Apple wants to make more money from cloud services—an area it doesn’t traditionally excel in that has many competitors.
April 27, 2016

Apple’s latest financial results revealed yesterday that iPhone sales fell for the first time since its 2007 debut. They also contain hints that the company is pivoting toward a new way to extract money from consumers that will intensify its competition with other computing giants such as Google. That could profoundly change the tech all those companies offer to consumers.

In contrast to the softening iPhone sales, Apple reported healthy growth from its services business, which includes products such as Apple Pay, Apple Music, and iTunes. Services harvested $6 billion in revenue for the quarter, 20 percent more than the same period last year.

Apple appears determined to push more money-making services at its huge customer base—which includes more than a billion active users of iPhones and other devices.

The company only started breaking out services revenue for investors at the start of the year, with CEO Tim Cook calling on them to take notice of what he called “one of the largest services businesses in the world.”

However, Apple has not traditionally relied much on services, where it faces much stiffer competition from companies such as Google, Amazon, Microsoft, and Facebook. Some Apple services, such as Apple Maps, the MobileMe cloud backup and storage service and its successor iCloud, and Apple Music, have been seen as below the standards Apple brings to its hardware products, and lacking compared to competing services from Google and others. Analyst Ben Thompson recently suggested that the fact that Apple does not have a division dedicated to services makes it difficult for the company to build, maintain, and improve them as well as companies like Google or Amazon.

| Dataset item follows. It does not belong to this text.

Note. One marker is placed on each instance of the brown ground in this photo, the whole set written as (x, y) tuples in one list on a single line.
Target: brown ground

Apple clearly has enough talent and money to make a very serious attempt at improving its services and inventing new ones, though. It has recently hired and acquired considerable talent in artificial intelligence, something crucial to many of Google’s most impressive services, as well as Amazon’s recent hit Alexa, the voice-operated home assistant gadget.

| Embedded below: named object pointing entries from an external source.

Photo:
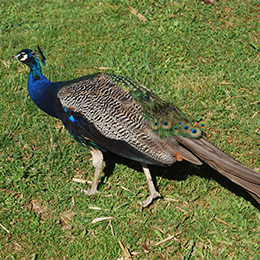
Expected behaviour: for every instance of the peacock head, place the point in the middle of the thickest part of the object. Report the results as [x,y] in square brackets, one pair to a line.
[28,57]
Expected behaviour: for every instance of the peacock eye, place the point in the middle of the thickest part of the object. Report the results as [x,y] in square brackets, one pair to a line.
[23,56]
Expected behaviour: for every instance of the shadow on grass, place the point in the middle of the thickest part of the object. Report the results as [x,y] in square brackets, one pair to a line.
[179,171]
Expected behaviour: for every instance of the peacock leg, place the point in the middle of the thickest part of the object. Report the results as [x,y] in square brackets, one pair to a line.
[153,193]
[97,161]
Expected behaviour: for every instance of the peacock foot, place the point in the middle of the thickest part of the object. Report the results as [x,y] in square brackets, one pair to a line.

Consumers may have a lot to gain from Apple’s pivot. Better services on iPhones and other Apple gadgets could make them much more useful, and Google and others may feel compelled to work harder on their own offerings.

There may also be downsides. Apple and Google have sometimes opted to erect barriers to compatibility between their competing services. Apple won’t let you set Google Maps as the default mapping application on an iPhone, for example. Finding ways to lock users in or make it hard for them to switch to a competitor is one strategy for keeping revenues flowing from a services business, and Apple may feel pressured to use it more.